A Multimodal PDE Foundation Model for Prediction and Scientific Text Descriptions
Elisa Negrini, Yuxuan Liu, Liu Yang, Stanley J. Osher, Hayden Schaeffer
TL;DR
The paper tackles the challenge of PDE foundation modeling across multiple equations by introducing a transformer-based multimodal framework that jointly processes numerical inputs and textual descriptions. A custom multimodal tokenizer pairs text (via a GPT-2 backbone) with numerical data (via an MLP) and uses a cross-attention decoder to output numerical solution operators alongside an autoregressive text generator for scientific descriptions. The approach achieves strong numerical accuracy (average in-distribution error $<3.3\%$, out-of-distribution $<7.8\%$) and high-quality text descriptions (BERTScore/F1 $>0.93$), and demonstrates time extrapolation capabilities on several equation classes.
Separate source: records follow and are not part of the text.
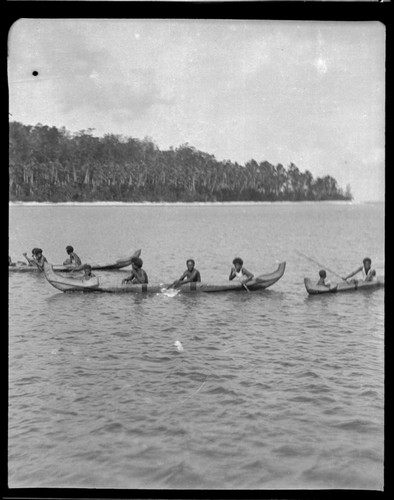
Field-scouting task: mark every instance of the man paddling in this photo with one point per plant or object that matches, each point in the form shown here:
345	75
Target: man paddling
138	275
240	272
38	258
73	258
190	275
323	279
368	273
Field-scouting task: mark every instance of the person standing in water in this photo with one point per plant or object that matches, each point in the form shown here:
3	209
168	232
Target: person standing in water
190	275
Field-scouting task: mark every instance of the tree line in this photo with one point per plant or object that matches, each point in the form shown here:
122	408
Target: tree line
52	164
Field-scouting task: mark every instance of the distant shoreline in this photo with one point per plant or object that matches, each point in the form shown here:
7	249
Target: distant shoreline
196	203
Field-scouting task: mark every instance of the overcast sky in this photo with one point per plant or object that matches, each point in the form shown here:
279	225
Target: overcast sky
311	93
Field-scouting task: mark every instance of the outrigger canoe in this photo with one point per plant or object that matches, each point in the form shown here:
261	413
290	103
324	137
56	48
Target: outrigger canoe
67	284
118	264
343	287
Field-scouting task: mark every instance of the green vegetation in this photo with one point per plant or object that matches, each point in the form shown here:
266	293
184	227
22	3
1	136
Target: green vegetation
51	164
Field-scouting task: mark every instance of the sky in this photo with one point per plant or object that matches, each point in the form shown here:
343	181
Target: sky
307	92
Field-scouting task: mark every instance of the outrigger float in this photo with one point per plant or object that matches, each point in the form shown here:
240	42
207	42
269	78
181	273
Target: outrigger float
350	286
68	284
112	266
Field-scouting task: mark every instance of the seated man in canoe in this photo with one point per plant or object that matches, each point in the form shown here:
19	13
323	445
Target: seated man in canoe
87	268
368	274
73	258
138	275
190	275
88	275
323	280
240	272
38	258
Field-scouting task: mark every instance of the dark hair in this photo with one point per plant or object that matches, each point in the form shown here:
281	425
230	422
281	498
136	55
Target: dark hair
137	261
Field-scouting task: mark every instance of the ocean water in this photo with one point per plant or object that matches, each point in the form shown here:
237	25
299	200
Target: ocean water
272	390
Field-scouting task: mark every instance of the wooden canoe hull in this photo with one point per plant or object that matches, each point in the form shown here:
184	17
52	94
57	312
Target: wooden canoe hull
66	284
343	287
23	269
118	264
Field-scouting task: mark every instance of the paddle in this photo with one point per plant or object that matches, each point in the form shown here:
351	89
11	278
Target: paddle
244	285
321	265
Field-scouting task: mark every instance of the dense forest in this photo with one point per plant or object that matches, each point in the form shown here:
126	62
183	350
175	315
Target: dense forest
51	164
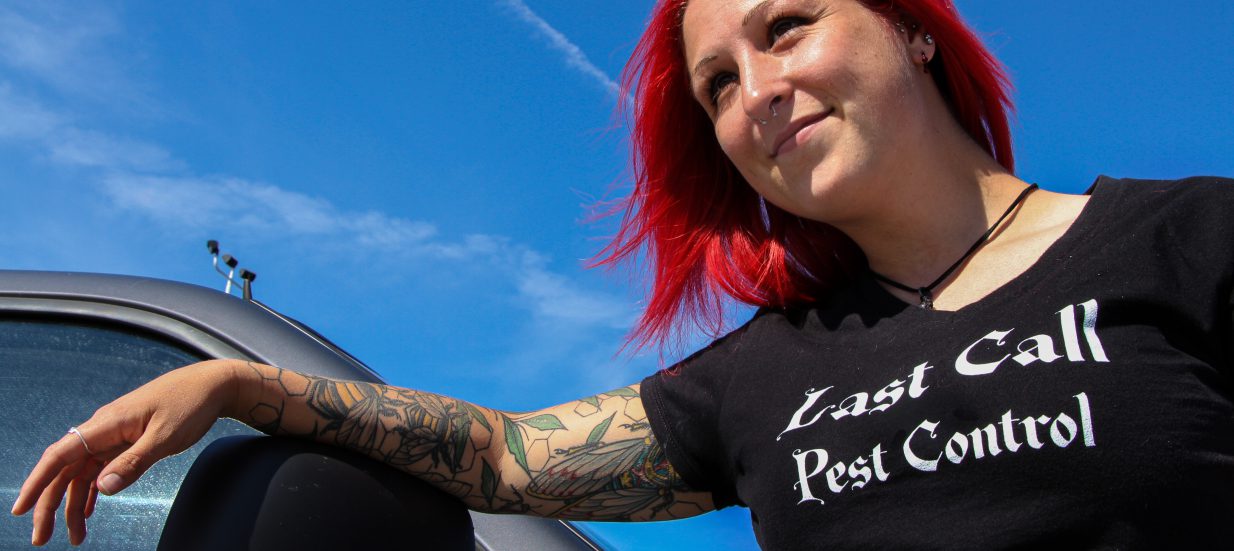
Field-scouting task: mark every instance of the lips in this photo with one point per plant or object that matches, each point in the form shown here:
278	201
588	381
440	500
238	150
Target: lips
792	134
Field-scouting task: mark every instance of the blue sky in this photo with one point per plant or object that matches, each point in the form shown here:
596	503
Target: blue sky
414	179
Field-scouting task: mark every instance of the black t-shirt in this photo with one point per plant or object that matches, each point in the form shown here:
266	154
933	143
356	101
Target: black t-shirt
1086	403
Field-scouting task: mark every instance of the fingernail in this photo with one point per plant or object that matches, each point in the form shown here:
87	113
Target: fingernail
110	483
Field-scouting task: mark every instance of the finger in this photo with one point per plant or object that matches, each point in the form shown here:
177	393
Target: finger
74	509
66	451
49	501
91	499
78	499
131	464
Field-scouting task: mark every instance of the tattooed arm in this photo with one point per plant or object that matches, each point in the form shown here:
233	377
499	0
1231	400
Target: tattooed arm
591	459
594	459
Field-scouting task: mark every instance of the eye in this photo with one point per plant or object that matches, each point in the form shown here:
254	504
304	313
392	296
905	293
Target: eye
717	85
781	26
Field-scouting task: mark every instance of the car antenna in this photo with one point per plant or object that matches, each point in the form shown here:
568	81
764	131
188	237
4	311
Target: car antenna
232	264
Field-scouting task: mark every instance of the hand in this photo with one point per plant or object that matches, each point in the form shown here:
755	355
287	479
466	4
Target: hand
164	417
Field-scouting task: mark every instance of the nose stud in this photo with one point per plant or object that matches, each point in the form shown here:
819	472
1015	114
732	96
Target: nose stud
764	121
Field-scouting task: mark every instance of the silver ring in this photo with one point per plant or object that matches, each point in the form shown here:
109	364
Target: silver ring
78	433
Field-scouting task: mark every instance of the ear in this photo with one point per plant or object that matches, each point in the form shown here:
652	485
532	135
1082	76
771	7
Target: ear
918	42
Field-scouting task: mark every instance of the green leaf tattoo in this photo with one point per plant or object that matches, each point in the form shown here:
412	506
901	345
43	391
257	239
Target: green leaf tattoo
475	414
488	482
544	422
622	393
599	432
515	443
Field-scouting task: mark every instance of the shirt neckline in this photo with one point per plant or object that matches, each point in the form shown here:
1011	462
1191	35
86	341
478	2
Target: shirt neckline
1091	215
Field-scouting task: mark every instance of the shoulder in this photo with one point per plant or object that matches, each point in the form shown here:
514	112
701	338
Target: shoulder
1190	201
1188	189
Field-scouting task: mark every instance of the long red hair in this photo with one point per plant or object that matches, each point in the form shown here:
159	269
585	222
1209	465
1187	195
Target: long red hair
705	232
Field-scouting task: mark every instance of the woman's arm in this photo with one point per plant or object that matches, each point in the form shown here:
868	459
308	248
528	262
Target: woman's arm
592	459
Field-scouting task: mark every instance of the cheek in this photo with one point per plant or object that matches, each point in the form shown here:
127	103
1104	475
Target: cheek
738	144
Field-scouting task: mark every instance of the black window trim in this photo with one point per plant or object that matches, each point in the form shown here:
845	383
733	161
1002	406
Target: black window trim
153	322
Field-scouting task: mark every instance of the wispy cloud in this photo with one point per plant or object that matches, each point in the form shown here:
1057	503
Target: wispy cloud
268	210
573	54
564	321
70	48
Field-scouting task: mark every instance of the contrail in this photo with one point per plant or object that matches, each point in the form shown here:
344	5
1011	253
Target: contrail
574	57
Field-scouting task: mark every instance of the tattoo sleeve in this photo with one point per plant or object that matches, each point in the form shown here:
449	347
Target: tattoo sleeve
594	459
These results highlight the framework’s potential for interpretable, multimodal PDE foundation modeling with robust generalization, offering a path toward integrated numerical and textual scientific reasoning.
Abstract
Neural networks are one tool for approximating non-linear differential equations used in scientific computing tasks such as surrogate modeling, real-time predictions, and optimal control. PDE foundation models utilize neural networks to train approximations to multiple differential equations simultaneously and are thus a general purpose solver that can be adapted to downstream tasks. Current PDE foundation models focus on either learning general solution operators and/or the governing system of equations, and thus only handle numerical or symbolic modalities. However, real-world applications may require more flexible data modalities, e.g. text analysis or descriptive outputs. To address this gap, we propose a novel multimodal deep learning approach that leverages a transformer-based architecture to approximate solution operators for a wide variety of ODEs and PDEs. Our method integrates numerical inputs, such as equation parameters and initial conditions, with text descriptions of physical processes or system dynamics. This enables our model to handle settings where symbolic representations may be incomplete or unavailable. In addition to providing accurate numerical predictions, our approach generates interpretable scientific text descriptions, offering deeper insights into the underlying dynamics and solution properties. The numerical experiments show that our model provides accurate solutions for in-distribution data (with average relative error less than 3.3%) and out-of-distribution data (average relative error less than 7.8%) together with precise text descriptions (with correct descriptions generated 100% of times). In certain tests, the model is also shown to be capable of extrapolating solutions in time.